Characterization of petroleum samples via thermal analysis coupled to APCI MRMS

Importance of the Topic

Thermal analysis coupled with atmospheric pressure chemical ionization high-resolution mass spectrometry offers a unique route to dissect the complex molecular makeup of petroleum fractions. It extends standard gas chromatographic techniques by accessing higher boiling components and pyrolysis products, thus providing structural insights that are otherwise difficult to obtain.

Study Objectives and Overview

This study aims to demonstrate the capabilities of combining thermogravimetric analysis with a GC-APCI II ion source and a 7 T Fourier transform ion cyclotron resonance mass spectrometer for the detailed characterization of various petroleum samples. A fatty acid methyl ester standard mix, diesel fuel, heavy fuel oil, and crude oil were examined under a controlled temperature program to resolve desorption and pyrolysis processes systematically.

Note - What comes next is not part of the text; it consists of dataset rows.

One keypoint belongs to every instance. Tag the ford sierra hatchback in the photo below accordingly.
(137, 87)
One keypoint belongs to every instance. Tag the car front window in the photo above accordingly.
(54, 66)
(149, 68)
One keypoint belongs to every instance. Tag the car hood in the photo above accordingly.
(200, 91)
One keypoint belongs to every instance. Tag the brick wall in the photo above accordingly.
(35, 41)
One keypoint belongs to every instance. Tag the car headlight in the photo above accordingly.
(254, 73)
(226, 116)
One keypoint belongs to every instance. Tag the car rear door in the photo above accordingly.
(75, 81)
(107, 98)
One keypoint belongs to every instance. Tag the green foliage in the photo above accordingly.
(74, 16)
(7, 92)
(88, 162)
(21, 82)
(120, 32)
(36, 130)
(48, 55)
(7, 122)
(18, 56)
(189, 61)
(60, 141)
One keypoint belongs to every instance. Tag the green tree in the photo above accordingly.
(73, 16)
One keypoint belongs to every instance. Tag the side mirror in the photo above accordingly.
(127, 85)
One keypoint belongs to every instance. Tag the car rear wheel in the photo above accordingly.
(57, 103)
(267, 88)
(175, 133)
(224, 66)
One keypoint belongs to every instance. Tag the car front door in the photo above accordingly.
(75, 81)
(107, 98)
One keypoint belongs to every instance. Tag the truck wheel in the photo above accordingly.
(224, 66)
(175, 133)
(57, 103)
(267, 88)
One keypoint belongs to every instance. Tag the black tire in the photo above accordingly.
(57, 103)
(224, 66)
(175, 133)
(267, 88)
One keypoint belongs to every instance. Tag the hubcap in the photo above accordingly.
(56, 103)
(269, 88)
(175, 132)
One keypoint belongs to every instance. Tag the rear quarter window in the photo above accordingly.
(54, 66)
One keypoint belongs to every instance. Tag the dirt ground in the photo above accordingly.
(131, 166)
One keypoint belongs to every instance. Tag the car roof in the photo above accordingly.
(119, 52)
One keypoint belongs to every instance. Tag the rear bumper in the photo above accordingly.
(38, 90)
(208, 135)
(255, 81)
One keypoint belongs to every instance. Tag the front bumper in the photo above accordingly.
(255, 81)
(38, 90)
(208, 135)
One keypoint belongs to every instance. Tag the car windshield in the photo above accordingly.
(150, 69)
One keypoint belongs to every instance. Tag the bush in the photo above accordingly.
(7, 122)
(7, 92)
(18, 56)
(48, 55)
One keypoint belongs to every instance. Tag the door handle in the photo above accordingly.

Methodology and Instrumentation

• A thermo balance (TG 209, Netzsch) coupled via a heated transfer line to a Bruker GC-APCI II source.
• Apex Qe 7 T MRMS in positive ion mode, resolving power ~260 000 at m/z 200.
• Temperature ramp from 20 °C to 600 °C at 10 K/min; direct sample loading in aluminum crucibles; ~1 mg per run.
• Analytes: FAME standard mix, DIN EN 590 diesel, heavy fuel oil, Greek crude oil, diluted as needed in dichloromethane.
• Data processing via Bruker DataAnalysis and custom MATLAB scripts; elemental formulas assigned within 2 ppm tolerance (C6–100, H6–200, N0–2, O0–10, S0–2).

Main Results and Discussion

The evolved gas analysis revealed hundreds of molecular features for diesel and thousands for heavy fuel oil and crude oil, spanning m/z 100–750. Class distribution indicated CHxO–rich species in diesel and CHxS classes in heavy fuel oil. Temperature-resolved double bond equivalent plots highlighted aromatic and polyaromatic distributions. Thermal profiles distinguished a low-temperature desorption phase (<300 °C) of volatile constituents and a higher-temperature pyrolysis phase (>300 °C) yielding fragment ions from larger structures. Overlapping desorption and pyrolysis signals underscored the method’s ability to deconvolute complex thermal behavior.

Benefits and Practical Applications

• Minimal sample requirements (<2 mg) and no elaborate preparation.
• Capability to analyze viscous and solid fractions directly.
• Temperature-resolved molecular insight, including pyrolysis fragments for structural elucidation.
• Complementary to direct infusion and GC-based approaches, with enhanced detection of polar and medium-polar species via APCI.

Future Trends and Potential Applications

The integration of thermal analysis high-resolution MS is poised to advance petroleomics, environmental monitoring, and quality control of fuels. Future work may involve coupling with alternative ionization methods, real-time reaction monitoring, and leveraging machine learning for automated pattern recognition and class assignments in complex mixtures.

Conclusion

Thermogravimetric analysis paired with GC-APCI MRMS offers a powerful platform for temperature-resolved, molecular-level characterization of petroleum samples. The method’s high resolution, broad mass range, and ability to probe pyrolysis products make it a valuable complement to existing analytical techniques for complex hydrocarbon mixtures.

Reference

1. Rüger CP, Miersch T, Schwemer T, Sklorz M, Zimmermann R. Hyphenation of Thermal Analysis to Ultrahigh-Resolution Mass Spectrometry Using Atmospheric Pressure Chemical Ionization for Studying Composition and Thermal Degradation of Complex Materials. Anal Chem. 2015;87(13):6493–6499.
2. Schwemer T, Rüger CP, Sklorz M, Zimmermann R. Gas Chromatography Coupled to Atmospheric Pressure Chemical Ionization FT-ICR Mass Spectrometry for Improvement of Data Reliability. Anal Chem. 2015. DOI:10.1021/acs.analchem.5b02114.
3. Smit E, Rüger CP, Sklorz M, de Goede S, Zimmermann R, Rohwer ER. Investigating trace polar species in diesel using high-resolution mass spectrometry and selective ionization techniques. Energy Fuels. 2015; DOI:10.1021/acs.energyfuels.5b00831.